Incredibly, this morning, I had my third sighting of a kingfisher. This time I had my camera in my hand, but my settings were unsuitable for a speeding kingfisher. Thus you have been spared a blip of a tiny turquoise dot fifty yards up the beck.

Instead, I’m blipping a different view of Holy Trinity Church, Chapel Stile. My afternoon walk took me on a footpath across a field which leads to the road on which the church stands, a little way above the village. On arrival I lifted the latch on the ancient wooden church door and slipped inside, where it was cool, quiet and so peaceful.

And almost immediately my eyes filled with tears. This lovely church has recently been downgraded to a chapel of ease, now only holding services at Easter, Harvest and Christmas, and for baptisms, weddings and funerals. There was a time when its congregation was so big the church had to be enlarged to its present size, but now there are very few residents left in the village, and most of the housing stock is let to holidaymakers.
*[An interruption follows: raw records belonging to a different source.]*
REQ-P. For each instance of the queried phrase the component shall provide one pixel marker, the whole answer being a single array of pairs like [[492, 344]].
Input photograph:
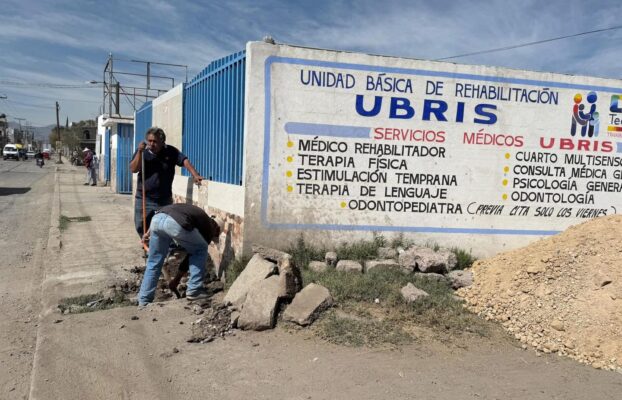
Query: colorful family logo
[[615, 104], [588, 121]]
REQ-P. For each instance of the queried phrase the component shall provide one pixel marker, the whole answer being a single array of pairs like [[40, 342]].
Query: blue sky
[[67, 42]]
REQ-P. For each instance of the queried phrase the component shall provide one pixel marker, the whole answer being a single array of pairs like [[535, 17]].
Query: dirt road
[[114, 355], [25, 197]]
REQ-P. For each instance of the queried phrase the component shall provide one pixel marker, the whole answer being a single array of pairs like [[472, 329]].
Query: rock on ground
[[349, 266], [381, 264], [430, 276], [308, 304], [255, 271], [259, 309], [547, 297], [425, 259], [459, 279], [387, 253], [318, 266], [290, 278], [411, 293], [331, 259]]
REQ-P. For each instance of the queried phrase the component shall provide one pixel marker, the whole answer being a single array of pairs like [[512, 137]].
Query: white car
[[10, 151]]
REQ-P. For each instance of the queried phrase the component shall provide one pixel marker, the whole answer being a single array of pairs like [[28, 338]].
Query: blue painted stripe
[[302, 128], [439, 74]]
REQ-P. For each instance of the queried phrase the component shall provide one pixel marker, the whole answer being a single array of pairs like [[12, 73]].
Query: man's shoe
[[200, 295]]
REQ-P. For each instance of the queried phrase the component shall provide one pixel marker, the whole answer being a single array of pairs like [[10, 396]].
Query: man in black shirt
[[190, 227], [160, 161]]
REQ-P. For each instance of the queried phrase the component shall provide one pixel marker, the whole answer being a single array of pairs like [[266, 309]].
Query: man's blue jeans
[[164, 230], [150, 205]]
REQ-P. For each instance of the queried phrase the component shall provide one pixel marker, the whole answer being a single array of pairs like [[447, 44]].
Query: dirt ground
[[127, 353], [24, 216], [559, 295], [110, 355]]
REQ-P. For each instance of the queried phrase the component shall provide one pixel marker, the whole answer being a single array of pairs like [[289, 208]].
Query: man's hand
[[197, 179]]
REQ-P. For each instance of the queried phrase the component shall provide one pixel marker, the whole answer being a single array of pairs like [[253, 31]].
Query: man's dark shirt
[[190, 217], [159, 172]]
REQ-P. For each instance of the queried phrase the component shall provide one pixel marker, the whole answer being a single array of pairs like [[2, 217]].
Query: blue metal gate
[[213, 124], [125, 149], [107, 155], [143, 122]]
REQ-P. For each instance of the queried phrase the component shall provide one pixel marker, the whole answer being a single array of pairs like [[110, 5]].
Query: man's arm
[[136, 162], [195, 175]]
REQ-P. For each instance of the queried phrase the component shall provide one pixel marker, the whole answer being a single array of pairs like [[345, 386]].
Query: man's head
[[155, 138]]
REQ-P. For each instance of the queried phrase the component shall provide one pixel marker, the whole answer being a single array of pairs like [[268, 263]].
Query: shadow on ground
[[10, 191]]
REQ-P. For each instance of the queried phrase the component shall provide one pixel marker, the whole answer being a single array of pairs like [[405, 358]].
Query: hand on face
[[154, 144]]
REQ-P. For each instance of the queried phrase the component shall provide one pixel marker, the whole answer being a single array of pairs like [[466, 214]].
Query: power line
[[516, 46], [48, 85], [29, 105], [61, 99]]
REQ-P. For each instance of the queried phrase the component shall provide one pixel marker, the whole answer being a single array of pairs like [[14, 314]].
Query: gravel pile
[[559, 295]]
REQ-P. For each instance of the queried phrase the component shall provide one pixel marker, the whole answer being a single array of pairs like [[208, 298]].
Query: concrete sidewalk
[[127, 353], [90, 252]]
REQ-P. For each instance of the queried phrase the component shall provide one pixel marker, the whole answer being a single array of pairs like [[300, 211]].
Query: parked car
[[10, 151]]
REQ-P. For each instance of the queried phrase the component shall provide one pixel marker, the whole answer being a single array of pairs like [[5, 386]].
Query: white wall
[[168, 114], [466, 180]]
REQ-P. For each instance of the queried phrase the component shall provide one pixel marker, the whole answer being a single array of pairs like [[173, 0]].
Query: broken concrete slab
[[331, 259], [381, 265], [349, 266], [430, 276], [460, 278], [269, 254], [425, 259], [290, 278], [255, 271], [318, 266], [387, 253], [259, 309], [308, 304], [411, 293]]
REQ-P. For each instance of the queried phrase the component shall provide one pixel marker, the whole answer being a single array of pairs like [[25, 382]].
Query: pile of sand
[[560, 295]]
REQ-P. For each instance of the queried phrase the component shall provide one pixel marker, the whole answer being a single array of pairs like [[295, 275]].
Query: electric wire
[[516, 46]]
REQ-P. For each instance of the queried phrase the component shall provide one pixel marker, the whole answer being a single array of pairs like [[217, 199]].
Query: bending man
[[190, 227]]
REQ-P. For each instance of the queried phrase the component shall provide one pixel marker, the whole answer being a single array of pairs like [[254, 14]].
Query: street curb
[[54, 238], [52, 252]]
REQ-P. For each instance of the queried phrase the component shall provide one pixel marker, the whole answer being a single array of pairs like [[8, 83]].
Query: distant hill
[[41, 132]]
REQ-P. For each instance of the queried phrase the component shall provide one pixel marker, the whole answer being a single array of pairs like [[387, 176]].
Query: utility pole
[[58, 130]]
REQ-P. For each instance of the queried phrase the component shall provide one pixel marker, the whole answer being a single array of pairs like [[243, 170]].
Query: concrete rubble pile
[[418, 261], [559, 295], [269, 281]]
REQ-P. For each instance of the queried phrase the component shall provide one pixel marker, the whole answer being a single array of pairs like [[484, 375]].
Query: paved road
[[25, 200]]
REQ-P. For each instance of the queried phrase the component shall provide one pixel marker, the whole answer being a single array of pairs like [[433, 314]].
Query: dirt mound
[[562, 294]]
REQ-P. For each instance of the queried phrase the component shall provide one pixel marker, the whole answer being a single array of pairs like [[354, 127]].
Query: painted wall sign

We have attended many services there, and seen several Vicars come and go, and I felt quite overwhelmed with sadness as I stood facing the altar. This holiday is proving very bittersweet, knowing as I do that it will probably be the last time we will be able to come to our beloved Langdale.

On one wall inside the church there are memorials to those from the Langdales who served in the first and second world wars, with many familiar Cumbrian surnames featuring on both of them, suggesting that some local families probably lost relatives in both world wars. 

The church also houses the famous Millennium Tapestry, which was designed and embroidered by women and school children from the parish. It is arranged chronologically and shows the story of the valley from glacial times to the present day and beyond. 

On the wooden board listing the previous curates and, later Vicars, of the church is the name Owen Lloyd. He was the nephew of William Wordsworth’s brother, Christopher. The church has a gravestone in the churchyard for Owen Lloyd, engraved with a poem specially written by William Wordsworth for it. Another noteworthy gravestone is that of George Macaulay Trevelyan, the eminent historian. (I remember my school history book was written by him!)

One other feature of the church which makes it extra special is that its clock is known as “Big Ben’s country cousin” because it’s a scaled down version of the London one.

All in all, it’s a dear little place of worship in a very beautiful corner of England and it will always hold a very special place in my heart.